Strahlende Augen: Nähen Sie in zwei Stoffecken jeweils ein paar getrocknete Erbsen ein und legen Sie diese in den Kühlschrank, um sie anschließend gut gekühlt auf die Augen zu legen. Bei müden oder verquollenen Augen ein nützlicher Trick, innerhalb von Minuten wieder frisch auszusehen. Unglaublich, aber wahr
Glatte Haut: Wenn sich unsere Haut matt und rau anfühlt, liegt das am Feuchtigkeitsmangel. Einen zerriebenen Apfel vermischt mit einem Esslöffel Stärke auf die Haut auftragen und eine knappe halbe Stunde einziehen lassen. Lecker, aber Kosmetik.

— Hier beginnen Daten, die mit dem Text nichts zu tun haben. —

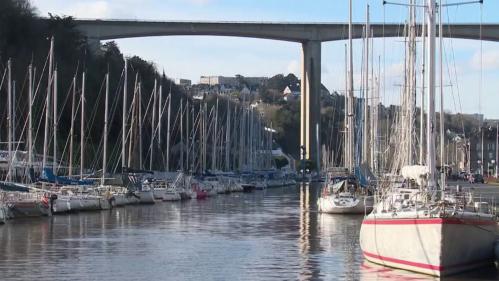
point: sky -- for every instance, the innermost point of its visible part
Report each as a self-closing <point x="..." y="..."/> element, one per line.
<point x="469" y="86"/>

Glänzende Haare: Das Zaubermittel heißt Olivenöl. Tränken Sie Ihre gesamten Haare darin, massieren Sie es ruhig gut ein. Nach kurzer Einwirkzeit das Öl sehr sorgfältig ausspülen und danach die Haare wie gewohnt waschen. Glitschig, aber schön.
Weiße Zähne: Kaffee, schwarzer Tee und Zigaretten hinterlassen unschöne Spuren auf den Zähnen. Wer auf teures Bleaching verzichten, aber trotzdem gern strahlend weiße Zähne haben möchte, sollte es sich zur Gewohnheit machen, seine Zähne am Abend vor dem richtigen Zähnebürsten einmal mit Salz zu putzen. Die Kristalle schmirgeln die Verfärbungen ab, die Zähne strahlen. Eklig, aber wirkungsvoll.
Fester Halt: Ein halbes Gläschen Bier – nach dem Haarewaschen einmassiert und nicht ausgewaschen – macht Schaumfestiger, Haargel und Spray unnötig. Nach dem Einmassieren einfach die Haare wie gewohnt fönen. Perfekter Halt, aber ohne Verkleben.
Weiche Lippen: Ein wenig Honig auf die rauen Stellen tupfen und vorsichtig einmassieren. Das heilt Wunden schneller als alle Lippenpflegestifte zusammen. Verlockend – ohne Wenn und Aber.